Trata-se de um autêntico encontro do homem
com Deus, prévio ao encontro de reconciliação dos homens entre si e do
homem com a natureza: o
Criador e o mundo das criaturas formam um binómio indissociável, de tal
modo que, rejeitar ou acolher um, implica repúdio ou acolhimento do
outro e vice-versa.
::
Morte
“Louvado sejas, meu Senhor,
por nossa irmã a morte corporal,
à qual
nenhum homem vivente pode escapar.”
Francisco vive a reconciliação como um acto incondicional
e total, inserindo aí também a alegre aceitação do destino conclusivo da
vida presente, isto é, a sua dissolução final.
Esta estrofe exalta intimamente o
valor religioso do sofrimento e do declínio físico, e, externamente, o
da subtracção da vida efémera, provisória porque
limitada às vivências essencialmente transitórias do tempo como vias de
acesso à verdadeira vida, à vida definitiva redimensionada às dimensões
de eternidade.
Um Cântico tão cheio de
resplendor e calor a propósito dos seres, aceita também o declínio e a
morte – isto é, o não-ser – para integrá-lo no mistério total da vida e
do ser, reconciliando assim o homem com o seu destino e proclamando o
valor escondido da própria morte “nossa irmã”.
Isto não nos deve levar a
supor que Francisco, chamando irmã à morte, a tenha amado
visceralmente: amou, isso sim, perdidamente um Deus feito homem, os
homens à imagem de Deus, os animais e a natureza criada por Deus. E por
isso deixou-se conduzir pela morte, como pela mão de uma irmã para a
casa do Pai.
Vale a pena aqui sublinhar o facto de que Francisco, um
idiota voluntário, depois de ter abraçado a vida com a senhora
Pobreza, dirige a sua atenção à morte.
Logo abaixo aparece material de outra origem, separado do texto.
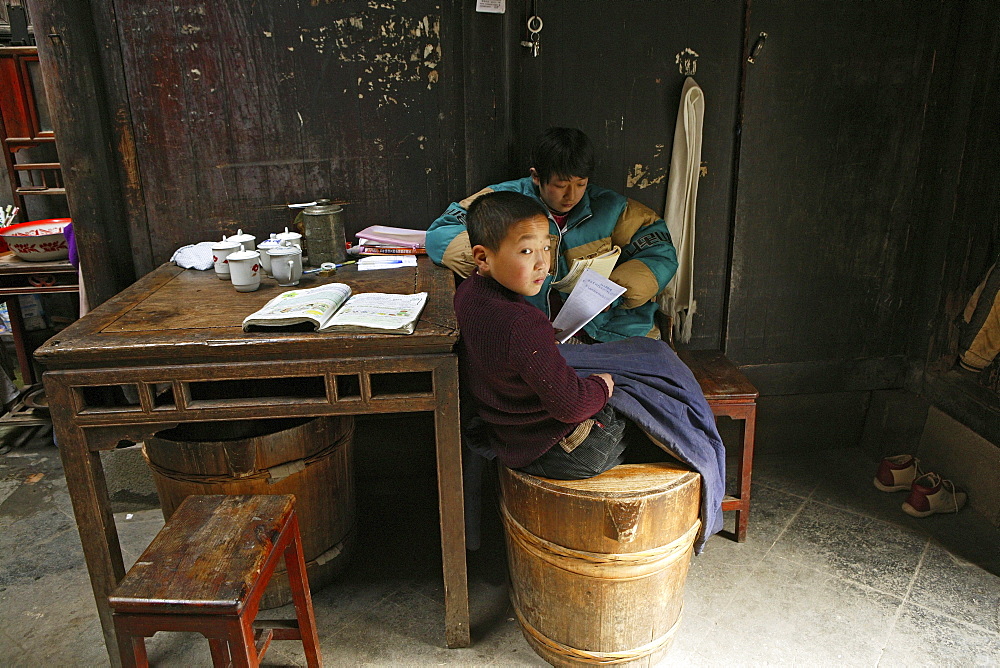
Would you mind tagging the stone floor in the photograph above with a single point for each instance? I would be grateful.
(833, 573)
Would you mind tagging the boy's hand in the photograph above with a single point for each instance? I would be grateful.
(606, 377)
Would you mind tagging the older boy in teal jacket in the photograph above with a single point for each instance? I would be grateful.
(584, 220)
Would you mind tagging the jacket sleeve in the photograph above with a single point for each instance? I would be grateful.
(648, 260)
(448, 240)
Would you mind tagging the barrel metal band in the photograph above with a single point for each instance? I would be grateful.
(597, 658)
(275, 472)
(590, 564)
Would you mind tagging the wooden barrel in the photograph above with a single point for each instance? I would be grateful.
(597, 566)
(310, 458)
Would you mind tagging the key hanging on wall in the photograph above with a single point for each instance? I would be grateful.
(535, 25)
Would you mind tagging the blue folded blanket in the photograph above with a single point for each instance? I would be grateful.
(658, 392)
Faz o seu “desposório” com a
Pobreza e chama “irmã” à morte. Com efeito, a morte é uma condição
humana e a pobreza é uma escolha.
::
Ressurreição e Vida
“Ai daqueles que morrem em pecado mortal!
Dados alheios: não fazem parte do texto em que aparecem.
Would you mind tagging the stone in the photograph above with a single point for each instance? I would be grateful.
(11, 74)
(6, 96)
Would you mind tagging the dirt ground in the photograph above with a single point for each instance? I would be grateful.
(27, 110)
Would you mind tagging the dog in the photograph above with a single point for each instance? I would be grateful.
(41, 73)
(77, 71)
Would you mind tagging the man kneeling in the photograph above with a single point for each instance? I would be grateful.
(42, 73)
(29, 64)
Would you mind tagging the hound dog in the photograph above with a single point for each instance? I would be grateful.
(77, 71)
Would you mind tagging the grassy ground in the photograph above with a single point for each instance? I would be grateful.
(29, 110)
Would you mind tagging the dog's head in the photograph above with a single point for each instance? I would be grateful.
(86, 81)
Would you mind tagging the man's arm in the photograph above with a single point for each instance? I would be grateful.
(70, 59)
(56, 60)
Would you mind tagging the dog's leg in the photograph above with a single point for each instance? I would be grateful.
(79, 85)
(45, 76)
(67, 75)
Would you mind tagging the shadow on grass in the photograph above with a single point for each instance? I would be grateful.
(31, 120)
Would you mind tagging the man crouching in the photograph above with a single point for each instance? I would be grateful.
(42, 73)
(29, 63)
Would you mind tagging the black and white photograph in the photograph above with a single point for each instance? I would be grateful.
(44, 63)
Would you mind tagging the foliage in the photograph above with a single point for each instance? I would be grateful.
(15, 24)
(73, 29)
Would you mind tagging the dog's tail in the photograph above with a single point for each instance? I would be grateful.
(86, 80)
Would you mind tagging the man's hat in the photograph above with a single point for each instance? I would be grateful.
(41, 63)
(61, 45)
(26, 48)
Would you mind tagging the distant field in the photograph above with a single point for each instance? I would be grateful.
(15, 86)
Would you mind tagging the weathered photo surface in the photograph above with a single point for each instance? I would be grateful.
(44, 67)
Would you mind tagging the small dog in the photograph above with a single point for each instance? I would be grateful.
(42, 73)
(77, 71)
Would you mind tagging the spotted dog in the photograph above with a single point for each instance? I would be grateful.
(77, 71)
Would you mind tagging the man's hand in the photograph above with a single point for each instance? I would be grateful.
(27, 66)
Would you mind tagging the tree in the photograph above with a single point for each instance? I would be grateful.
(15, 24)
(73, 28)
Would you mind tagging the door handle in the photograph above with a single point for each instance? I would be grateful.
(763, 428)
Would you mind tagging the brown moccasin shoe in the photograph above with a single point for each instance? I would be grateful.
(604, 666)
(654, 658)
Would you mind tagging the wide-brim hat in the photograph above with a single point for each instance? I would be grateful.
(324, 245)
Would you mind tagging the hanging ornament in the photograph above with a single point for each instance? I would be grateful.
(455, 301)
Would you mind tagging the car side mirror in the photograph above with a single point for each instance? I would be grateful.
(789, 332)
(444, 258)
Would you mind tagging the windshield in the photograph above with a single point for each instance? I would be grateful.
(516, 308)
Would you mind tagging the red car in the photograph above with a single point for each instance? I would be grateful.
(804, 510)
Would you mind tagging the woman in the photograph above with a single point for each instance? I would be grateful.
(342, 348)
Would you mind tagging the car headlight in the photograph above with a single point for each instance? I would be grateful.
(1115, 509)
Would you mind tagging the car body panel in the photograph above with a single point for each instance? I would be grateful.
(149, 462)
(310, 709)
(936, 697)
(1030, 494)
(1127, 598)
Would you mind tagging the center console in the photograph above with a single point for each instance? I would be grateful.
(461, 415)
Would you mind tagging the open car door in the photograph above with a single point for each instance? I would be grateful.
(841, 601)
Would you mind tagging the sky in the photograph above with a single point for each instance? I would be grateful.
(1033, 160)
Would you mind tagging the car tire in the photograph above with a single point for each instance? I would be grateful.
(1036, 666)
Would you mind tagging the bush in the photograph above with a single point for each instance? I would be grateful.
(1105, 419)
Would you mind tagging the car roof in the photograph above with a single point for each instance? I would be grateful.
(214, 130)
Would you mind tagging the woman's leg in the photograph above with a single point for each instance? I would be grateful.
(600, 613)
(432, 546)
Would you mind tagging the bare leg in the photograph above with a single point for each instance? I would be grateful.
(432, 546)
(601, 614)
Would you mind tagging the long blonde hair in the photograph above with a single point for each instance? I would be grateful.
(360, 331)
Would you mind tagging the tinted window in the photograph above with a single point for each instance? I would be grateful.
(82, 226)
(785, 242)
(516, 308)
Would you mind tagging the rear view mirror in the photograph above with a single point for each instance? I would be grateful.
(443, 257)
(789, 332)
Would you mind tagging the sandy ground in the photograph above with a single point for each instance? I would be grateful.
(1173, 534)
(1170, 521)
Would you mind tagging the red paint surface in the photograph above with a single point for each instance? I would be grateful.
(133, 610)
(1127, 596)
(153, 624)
Bem-aventurados aqueles que
cumpriram tua santíssima vontade,
porque a segunda morte não lhes fará mal.”
Sabemos que o Evangelho significa uma boa notícia, um
alegre anúncio dos bens messiânicos a favor de todas as pessoas, ainda
que a preferência seja dada explicitamente às mais pobres (Lc 4,18ss.; Mt
11,5). Se este anúncio não tivesse como
pressuposto a esperança – ou melhor dizendo, a certeza – da ressurreição
e da vida futura marcada pela imortalidade, provocaria em nós uma
desilusão amarga.
Também o Cântico de Francisco não teria
aparecido como uma novidade, se com a reevocação de tais perspectivas,
garantidas como seguras, não tivesse expresso a Deus a gratidão também
pela morte, irmã comum como o sol, a lua, a estrelas, a nossa Terra com
todas as coisas belas predispostas pelo Amor do Altíssimo.
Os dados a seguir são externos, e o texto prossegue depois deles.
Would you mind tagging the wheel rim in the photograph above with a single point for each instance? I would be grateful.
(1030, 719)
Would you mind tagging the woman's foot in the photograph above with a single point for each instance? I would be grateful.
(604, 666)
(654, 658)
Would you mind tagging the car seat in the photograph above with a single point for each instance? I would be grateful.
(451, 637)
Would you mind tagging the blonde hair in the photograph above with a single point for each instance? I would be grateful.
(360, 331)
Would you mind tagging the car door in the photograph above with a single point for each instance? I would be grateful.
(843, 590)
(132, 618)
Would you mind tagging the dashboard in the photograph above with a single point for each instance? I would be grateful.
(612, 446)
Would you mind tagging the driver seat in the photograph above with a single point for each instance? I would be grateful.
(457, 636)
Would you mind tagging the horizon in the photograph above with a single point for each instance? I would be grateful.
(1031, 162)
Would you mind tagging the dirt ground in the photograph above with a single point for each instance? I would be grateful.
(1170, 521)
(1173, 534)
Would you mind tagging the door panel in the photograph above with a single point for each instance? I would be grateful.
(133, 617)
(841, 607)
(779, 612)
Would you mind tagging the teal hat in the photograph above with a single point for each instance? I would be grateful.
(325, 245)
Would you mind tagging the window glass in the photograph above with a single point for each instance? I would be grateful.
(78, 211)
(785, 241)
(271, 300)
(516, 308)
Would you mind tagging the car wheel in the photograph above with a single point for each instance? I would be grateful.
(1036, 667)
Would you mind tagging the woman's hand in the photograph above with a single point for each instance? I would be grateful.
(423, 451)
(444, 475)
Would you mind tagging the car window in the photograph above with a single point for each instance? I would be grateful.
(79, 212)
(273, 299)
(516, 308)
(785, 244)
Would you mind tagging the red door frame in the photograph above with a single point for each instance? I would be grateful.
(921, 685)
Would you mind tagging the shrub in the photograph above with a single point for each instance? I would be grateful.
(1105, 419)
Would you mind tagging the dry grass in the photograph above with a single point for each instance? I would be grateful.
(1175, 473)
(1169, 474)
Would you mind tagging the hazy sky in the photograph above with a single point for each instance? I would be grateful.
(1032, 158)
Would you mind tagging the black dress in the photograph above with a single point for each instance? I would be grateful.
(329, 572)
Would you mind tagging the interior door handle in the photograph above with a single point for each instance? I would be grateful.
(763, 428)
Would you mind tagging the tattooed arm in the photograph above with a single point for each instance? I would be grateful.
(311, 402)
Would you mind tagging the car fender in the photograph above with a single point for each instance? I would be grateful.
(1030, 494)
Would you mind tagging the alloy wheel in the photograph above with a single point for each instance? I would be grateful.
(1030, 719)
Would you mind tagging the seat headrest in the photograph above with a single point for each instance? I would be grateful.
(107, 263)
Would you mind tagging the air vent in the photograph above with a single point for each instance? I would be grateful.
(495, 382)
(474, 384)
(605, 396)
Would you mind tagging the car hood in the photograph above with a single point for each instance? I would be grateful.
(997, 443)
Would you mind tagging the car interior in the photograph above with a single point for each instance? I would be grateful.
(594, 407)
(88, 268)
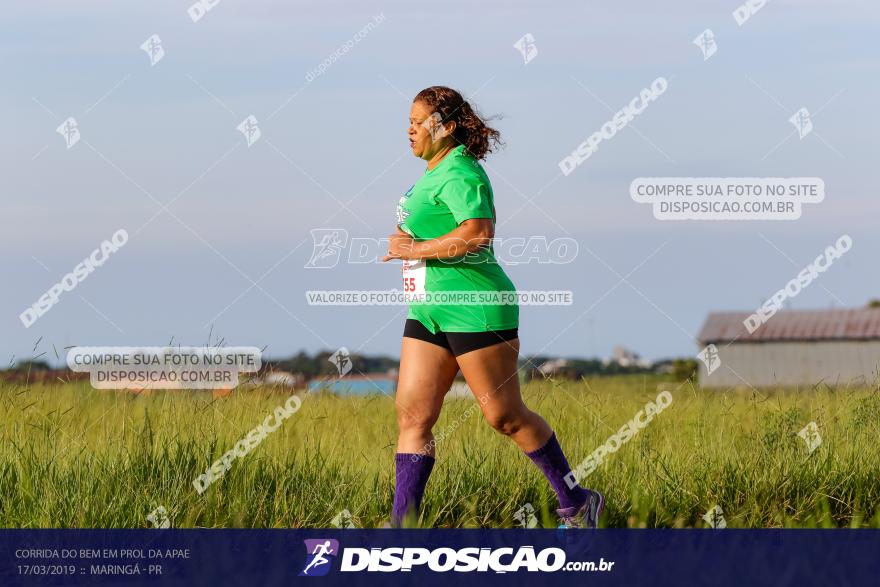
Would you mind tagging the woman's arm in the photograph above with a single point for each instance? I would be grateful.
(470, 236)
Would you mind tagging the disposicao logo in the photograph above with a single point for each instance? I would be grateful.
(319, 554)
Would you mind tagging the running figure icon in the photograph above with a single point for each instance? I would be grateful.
(318, 555)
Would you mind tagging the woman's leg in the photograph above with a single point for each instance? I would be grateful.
(426, 373)
(491, 373)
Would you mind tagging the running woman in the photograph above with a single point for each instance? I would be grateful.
(445, 226)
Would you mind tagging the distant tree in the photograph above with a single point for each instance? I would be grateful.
(683, 369)
(32, 366)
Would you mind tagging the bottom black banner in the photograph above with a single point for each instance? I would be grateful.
(434, 557)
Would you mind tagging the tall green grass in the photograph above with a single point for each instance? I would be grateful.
(72, 456)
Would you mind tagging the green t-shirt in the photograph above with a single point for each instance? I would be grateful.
(457, 189)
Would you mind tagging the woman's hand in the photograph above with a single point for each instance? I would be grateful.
(400, 246)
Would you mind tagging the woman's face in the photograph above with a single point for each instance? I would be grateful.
(427, 136)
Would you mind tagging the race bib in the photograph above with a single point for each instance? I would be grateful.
(414, 280)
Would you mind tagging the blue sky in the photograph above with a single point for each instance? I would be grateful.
(243, 214)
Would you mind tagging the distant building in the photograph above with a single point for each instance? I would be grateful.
(794, 347)
(552, 367)
(626, 358)
(371, 383)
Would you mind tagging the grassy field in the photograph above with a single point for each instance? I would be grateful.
(71, 456)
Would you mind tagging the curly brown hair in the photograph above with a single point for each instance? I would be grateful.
(470, 128)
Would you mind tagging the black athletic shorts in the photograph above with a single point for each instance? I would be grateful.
(458, 343)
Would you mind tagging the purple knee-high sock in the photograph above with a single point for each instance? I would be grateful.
(552, 462)
(412, 475)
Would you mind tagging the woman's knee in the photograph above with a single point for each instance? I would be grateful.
(411, 420)
(508, 422)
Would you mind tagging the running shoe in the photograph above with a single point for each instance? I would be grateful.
(586, 516)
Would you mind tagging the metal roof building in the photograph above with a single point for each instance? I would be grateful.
(793, 347)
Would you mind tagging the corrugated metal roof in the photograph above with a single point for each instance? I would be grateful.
(837, 324)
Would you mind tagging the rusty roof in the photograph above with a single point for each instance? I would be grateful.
(791, 325)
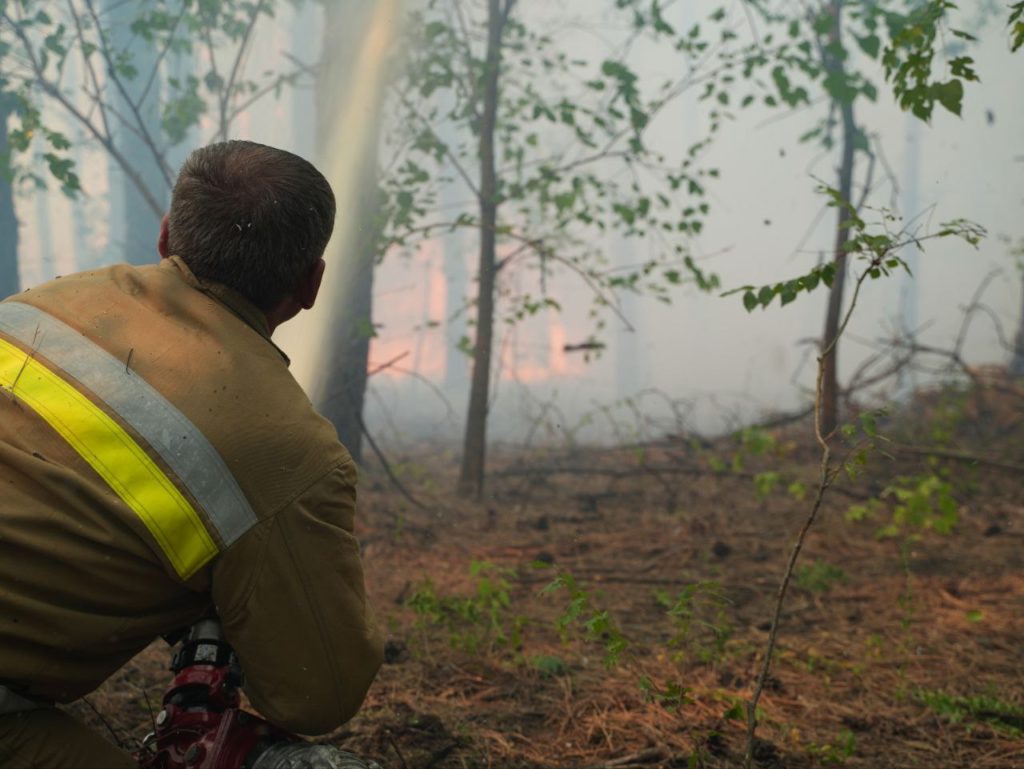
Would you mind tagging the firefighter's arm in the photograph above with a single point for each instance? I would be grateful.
(291, 597)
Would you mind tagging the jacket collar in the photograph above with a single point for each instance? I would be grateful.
(248, 312)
Francisco reevoca o mistério do pecado e da sua tremenda
consequência irreparável; e, em perfeita antítese, a exaltante
perspectiva de que a adesão dos justos a Deus é confirmada com a
perseverança.
::
Apelo ao louvor
“Louvai
e bendizei a meu Senhor,
e
dai-lhe graças e servi-o com grande humildade.”
Em conclusão
deste lindíssimo poema, fica-nos um apelo ao louvor, à bênção, ao
agradecimento. Um apelo dirigido a todas as criaturas, no estilo do
cantor ecuménico, mas apontando
especialmente às criaturas humanas. Dá-nos a impressão de uma
verdadeira explosão de amor, que quer envolver todos os seres da criação
na mesma onda de místico entusiasmo.
Frei Luís de Oliveira,
ofm
_______________
(1) Nº 2-3. In
FONTES FRANCISCANAS, I
– S. Francisco de Assis. Escritos, Biografias, Documentos.
Editorial Franciscana, Braga 1994, 2ª ed.
(2)
ver
Tomás de Celano, Vida Primeira 17.
(3)
Nº 2-3.
(4)
Legenda dos Três Companheiros
88; Anónimo Perusino 51.
(5)
ver Legenda dos Três Companheiros 83.